La Reserva Privada de Usos Múltiples de Victoria, Entre Ríos, recibió el sello ‘Raíz Nativa’ tras cumplir con estándares de trazabilidad, educación ambiental y participación comunitaria.
La Reserva Privada de Usos Múltiples de Victoria, Entre Ríos, obtuvo el sello “Raíz Nativa”, un reconocimiento otorgado a espacios protegidos que cumplen con criterios de preservación de biodiversidad, gestión transparente e integración comunitaria. El sello fue concedido tras un análisis del protocolo de trazabilidad implementado por la reserva.

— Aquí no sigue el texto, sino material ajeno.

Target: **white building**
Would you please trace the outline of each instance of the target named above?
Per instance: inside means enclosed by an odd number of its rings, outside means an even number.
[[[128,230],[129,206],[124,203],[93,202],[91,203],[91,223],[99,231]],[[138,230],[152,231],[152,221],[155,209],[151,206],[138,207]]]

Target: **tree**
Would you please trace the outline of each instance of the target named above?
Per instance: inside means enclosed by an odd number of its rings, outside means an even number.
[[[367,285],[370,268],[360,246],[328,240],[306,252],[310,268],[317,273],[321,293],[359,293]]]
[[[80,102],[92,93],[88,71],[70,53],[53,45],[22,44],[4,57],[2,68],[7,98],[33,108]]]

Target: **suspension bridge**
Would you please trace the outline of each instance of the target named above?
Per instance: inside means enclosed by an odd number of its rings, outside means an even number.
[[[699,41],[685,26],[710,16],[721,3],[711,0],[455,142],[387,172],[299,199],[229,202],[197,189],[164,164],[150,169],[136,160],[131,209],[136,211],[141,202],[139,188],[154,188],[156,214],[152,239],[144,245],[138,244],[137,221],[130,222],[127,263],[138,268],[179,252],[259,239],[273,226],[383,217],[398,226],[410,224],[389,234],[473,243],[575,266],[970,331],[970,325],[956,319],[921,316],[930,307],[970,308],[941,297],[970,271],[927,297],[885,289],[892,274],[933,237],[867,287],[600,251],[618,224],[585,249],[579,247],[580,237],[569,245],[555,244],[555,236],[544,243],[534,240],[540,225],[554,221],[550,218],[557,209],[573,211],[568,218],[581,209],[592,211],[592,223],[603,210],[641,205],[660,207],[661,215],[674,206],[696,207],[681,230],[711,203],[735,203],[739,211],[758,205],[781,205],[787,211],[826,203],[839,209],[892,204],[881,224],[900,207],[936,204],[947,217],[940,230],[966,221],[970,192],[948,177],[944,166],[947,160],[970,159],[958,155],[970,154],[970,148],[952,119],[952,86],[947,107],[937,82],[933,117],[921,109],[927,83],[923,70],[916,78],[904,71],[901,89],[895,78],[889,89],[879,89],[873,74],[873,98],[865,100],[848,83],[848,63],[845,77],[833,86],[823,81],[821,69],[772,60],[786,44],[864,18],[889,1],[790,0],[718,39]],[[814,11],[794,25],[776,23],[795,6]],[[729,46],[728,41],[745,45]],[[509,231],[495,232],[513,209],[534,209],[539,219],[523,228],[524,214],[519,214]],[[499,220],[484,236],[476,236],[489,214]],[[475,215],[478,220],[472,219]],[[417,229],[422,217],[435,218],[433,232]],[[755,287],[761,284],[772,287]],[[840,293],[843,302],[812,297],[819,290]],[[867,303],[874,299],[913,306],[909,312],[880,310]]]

El Área Natural Protegida “El Potrero de Victoria” fue creada por la Ley N.° 11.204 e incluye un jardín botánico y un solar de valor histórico. Está gestionada por la Fundación homónima y ofrece programas de educación ambiental aprobados por la autoridad educativa. Cada año, miles de estudiantes participan de sus actividades de forma gratuita, lo que contribuye al cumplimiento del Objetivo de Desarrollo Sostenible (ODS) 4 de las Naciones Unidas, referido a la educación de calidad.
El sitio cuenta con más de 300 especies y presenta un valor histórico vinculado a las estadías del general Justo José de Urquiza en 1854 y al diseño paisajístico de Charles Thays en 1895. La trayectoria del lugar fue un elemento distintivo para la obtención del sello.
El sistema de trazabilidad certificable se aplica tanto a las especies del vivero como a los servicios educativos, las audiencias públicas y la organización de eventos. Esta herramienta técnica permite medir y verificar las acciones de mitigación ambiental.
La reserva también cuenta con un programa de educación ambiental que articula visitas de instituciones educativas y proyectos de investigación científica sobre sucesión ecológica. Además, dispone de una medición de sumidero de carbono con sello IRAM y ofrece propuestas de gestión de huella de carbono y Responsabilidad Social Empresaria (RSE). Entre otras acciones, presentó un proyecto regional de Residuos Sólidos Urbanos (RSU) y mantiene convenios institucionales.
La acreditación “Raíz Nativa” establece un estándar para las iniciativas de conservación público-privadas.